Single-entity commands: “Turn off the kitchen lights” – instant, reliable
Temperature control: “Set the bedroom to 68” – works consistently
Scene activation: “Movie time” (triggers a scene) – fast and clean
State queries: “Is the garage door open?” – reads entity states accurately
Follow-up conversations: “Turn on the lights.” “Which ones?” “Living room.” – since Voice Chapter 10, the LLM keeps context without re-triggering the wake word

Works, but rough around the edges:

Multi-entity commands: “Turn off everything downstairs except the hallway” – larger models (9B+) handle this, 3B models sometimes miss entities
Time-based requests: “Turn on the porch light in 20 minutes” – requires script or automation creation, which not all models handle reliably
Device discovery: “What lights are on?” when you have 50+ exposed entities – context fills up fast

Don’t bother yet:

Complex automation creation via voice: “Every weekday at 7am, gradually raise the bedroom lights over 15 minutes” – the model can’t write YAML automations reliably
Multi-room audio routing: “Play jazz in the kitchen” – media player control via LLM is flaky
Security-critical actions: Don’t let the LLM unlock your front door. Use HA’s native confirmed actions for locks and alarms.

The honest take

It works. For lights, climate, and scenes, a local LLM with Home Assistant is a genuine Alexa replacement. The response time with a GPU is 2-4 seconds, which is comparable to cloud assistants. And nothing leaves your network.
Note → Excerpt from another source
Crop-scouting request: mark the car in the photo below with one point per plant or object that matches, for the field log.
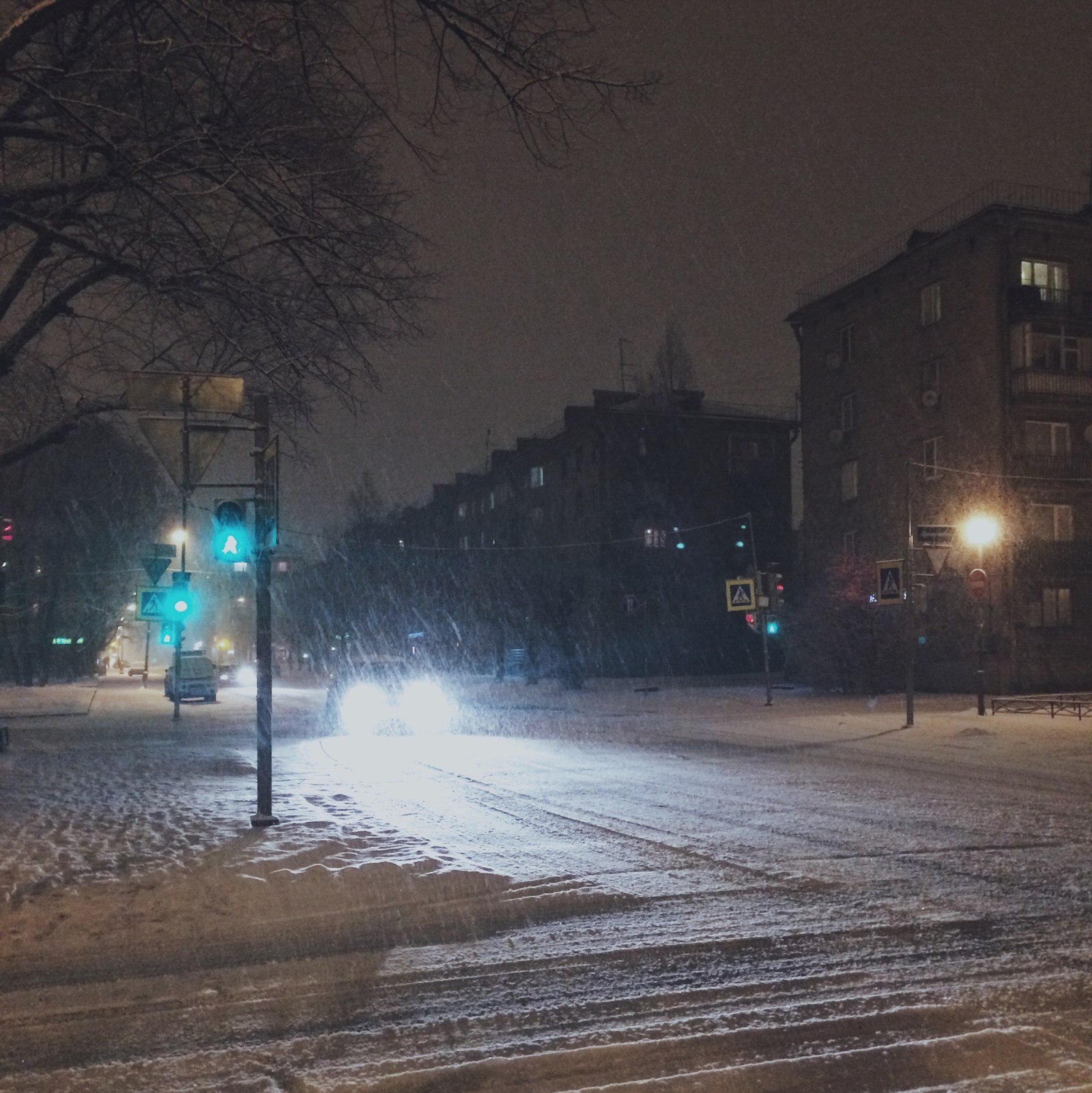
(238, 675)
(197, 678)
(387, 695)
But don’t rip out your Echo Dots yet. Cloud assistants still win on wake word accuracy (openWakeWord has more false positives), multi-room audio coordination, and handling ambiguous requests gracefully. Run them side by side. Use the local assistant for the stuff you care about keeping private, and let Alexa handle the music and timers until the local stack catches up.

The local stack improves monthly. Streaming TTS cut latency by 9.5x in a single release. Speech-to-Phrase went from 6 to 21 languages. If you have the hardware sitting around, set it up on a Saturday afternoon. A year ago this was a novelty. Now it’s a usable voice assistant.